Die etablierten Medien seien die "Lügenpresse" - ein wiederkehrender Vorwurf, dem sich Journalisten stellen müssen. Zum Lügen gehört mitunter auch Weglassen, was unter dem Kampfbegriff "Lückenpresse" kritisiert wird. In der Politik arbeiten vor allem rechtspopulistische Kräfte mit dem Vorwurf, über ein Thema sei nicht berichtet worden.
Auch den Nachrichten des Deutschlanfunks wird wie vielen anderen Medienhäusern oder öffentlich-rechtlichen Rundfunkanstalten vorgeworfen, Dinge zu verschweigen. Der Mann, der im Düsseldorfer Hauptbahnhof am 11. März mehrere Menschen mit einer Axt verletzte, war Gegenstand der Nachrichtensendungen - trotzdem gab es in sozialen Netzwerken den Vorwurf einer bewussten Nicht-Berichterstattung.
Komplizierte Suche vereinfacht
Wurde über ein Thema wirklich nicht berichtet? Der Freie Journalist Marc Krüger (36) und der Internetentwickler Rolf-Thomas Langer (39) haben zur Überprüfung das Tool "Claim Checker" ins Leben gerufen, das seit dem vergangenen Wochenende online ist.
"Selbst finden schlägt gesagt bekommen", sagte Krüger DLF24 über das Portal. Er wolle es den Menschen leichter machen, zu prüfen, ob etwas wirklich nicht berichtet wurde. "Wenn beispielsweise Frauke Petry darüber spricht, dass die Medien etwas weggelassen haben, kann ein User mit unserer Suche das überprüfen - bevor er eine Verschwörung wittert." Wer den "Claim Checker" benutzt, landet in der Suche von Google News. Diese wird auf bestimmte deutsche Medien eingegrenzt, sie liefert dann Ergebnisse von den Seiten der wichtigen überregionalen Tageszeitungen in Deutschland und von den öffentlich-rechtlichen Rundfunkanstalten.
Eine solche Suche ist für Nutzer bei Google allerdings kompliziert. Wer ausschließlich bei den genannten Medien prüfen möchte, ob über den Angriff mit der Axt in Düsseldorf berichtet wurde, müsste in der Suche nach beispielsweise "Axt Düsseldorf" bei Google News folgendes eingeben:
"axt AND düsseldorf AND (site:bild.de OR site:faz.net OR site:handelsblatt.com OR site:n-tv.de OR site:spiegel.de OR site:stern.de OR site:sueddeutsche.de OR site:taz.de OR site:welt.de OR site:zeit.de OR site:br.de OR site:deutschlandfunk.de OR site:deutschlandradiokultur.de OR site:dradiowissen.de OR site:heute.de OR site:hr-online.de OR site:mdr.de OR site:ndr.de OR site:radiobremen.de OR site:rbb-online.de OR site:sr.de OR site:swr.de OR site:swr3.de OR site:tagesschau.de OR site:wdr.de)"

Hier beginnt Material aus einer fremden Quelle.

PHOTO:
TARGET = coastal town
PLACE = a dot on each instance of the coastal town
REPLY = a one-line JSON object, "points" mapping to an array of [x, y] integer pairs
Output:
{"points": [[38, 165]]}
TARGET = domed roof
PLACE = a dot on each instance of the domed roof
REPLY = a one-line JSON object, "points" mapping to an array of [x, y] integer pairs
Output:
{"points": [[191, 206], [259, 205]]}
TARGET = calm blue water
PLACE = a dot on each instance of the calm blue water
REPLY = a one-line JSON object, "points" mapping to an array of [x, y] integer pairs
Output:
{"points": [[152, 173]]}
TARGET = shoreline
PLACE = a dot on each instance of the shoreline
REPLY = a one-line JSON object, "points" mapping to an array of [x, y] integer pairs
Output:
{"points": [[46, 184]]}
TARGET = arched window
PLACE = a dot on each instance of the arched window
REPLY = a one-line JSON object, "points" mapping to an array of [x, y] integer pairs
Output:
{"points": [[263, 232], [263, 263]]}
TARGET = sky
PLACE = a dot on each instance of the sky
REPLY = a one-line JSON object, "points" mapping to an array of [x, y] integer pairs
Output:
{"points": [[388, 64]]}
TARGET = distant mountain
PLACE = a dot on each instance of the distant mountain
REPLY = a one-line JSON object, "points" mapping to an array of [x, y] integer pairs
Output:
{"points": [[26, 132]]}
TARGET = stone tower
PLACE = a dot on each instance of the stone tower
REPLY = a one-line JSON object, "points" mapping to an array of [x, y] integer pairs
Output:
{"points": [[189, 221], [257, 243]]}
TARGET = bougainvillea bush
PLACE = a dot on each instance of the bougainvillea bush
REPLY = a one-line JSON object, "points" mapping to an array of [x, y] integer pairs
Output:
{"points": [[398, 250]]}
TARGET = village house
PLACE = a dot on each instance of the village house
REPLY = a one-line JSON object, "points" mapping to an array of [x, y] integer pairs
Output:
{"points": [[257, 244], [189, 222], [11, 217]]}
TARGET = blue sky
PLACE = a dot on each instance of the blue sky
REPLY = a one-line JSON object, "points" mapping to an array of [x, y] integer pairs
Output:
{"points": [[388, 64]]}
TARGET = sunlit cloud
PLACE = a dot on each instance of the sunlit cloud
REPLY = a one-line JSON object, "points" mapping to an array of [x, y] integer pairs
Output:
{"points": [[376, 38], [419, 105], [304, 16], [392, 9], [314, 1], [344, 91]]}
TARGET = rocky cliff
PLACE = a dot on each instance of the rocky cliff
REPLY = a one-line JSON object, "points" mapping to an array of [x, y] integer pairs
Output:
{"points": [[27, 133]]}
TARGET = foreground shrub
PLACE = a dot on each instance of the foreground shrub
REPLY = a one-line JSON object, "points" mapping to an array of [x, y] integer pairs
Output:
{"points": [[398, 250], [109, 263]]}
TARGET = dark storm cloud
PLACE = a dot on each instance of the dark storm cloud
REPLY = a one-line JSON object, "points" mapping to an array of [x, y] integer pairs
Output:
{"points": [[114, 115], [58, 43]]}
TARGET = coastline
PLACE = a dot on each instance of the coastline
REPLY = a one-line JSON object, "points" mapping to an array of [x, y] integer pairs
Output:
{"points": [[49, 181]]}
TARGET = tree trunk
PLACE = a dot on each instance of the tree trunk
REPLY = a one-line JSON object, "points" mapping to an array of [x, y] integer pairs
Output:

Im Alltag ist das unrealistisch - und deshalb übernimmt der "Claim Checker" diese mühevolle Eingrenzung.
"Wer sehr skeptisch ist, den bekommen wir nicht"
Dass man damit nicht alle Nutzer gewinnen wird, weiß auch Krüger. "Wer sehr skeptisch ist, den bekommen wir nicht", sagt er. "Aber ich verspreche mir die kleine Chance auf einen Lerneffekt bei anderen Nutzern, die sich vielleicht in solchen Momenten dann denken: 'Guck doch erstmal.'" Der "Claim Checker" könne dabei helfen, Diskussionen zu versachlichen. Das Tool möchte er mit seinem Kollegen weiterentwickeln, denn es gebe noch Schwachstellen. "Manche Leute wissen wohl nicht, was sie eingeben sollen." Deshalb hätten sie bestimmte in diesem Kontext aktuelle Suchbegriffe über dem Suchfeld platziert - wie der nie stattgefundene Terroranschlag "Bowling Green Massacre", auf den sich eine Beraterin von US-Präsident Donald Trump bezogen hat.
Die Suche läuft laut Krüger auch im umgekehrten Sinn: Wenn große Medien nicht über etwas berichten, könne es auch ein Hinweis darauf sein, dass etwas tatsächlich nicht stattgefunden habe. Es kann sich aber auch um regionale Ereignisse handeln, die in lokalen Medien behandelt wurden. "Die Suchergebnisse sind deshalb nicht das komplette Angebot der durchsuchten Medien", sagt Krüger. "Sie sind für den schnellen Überblick gedacht."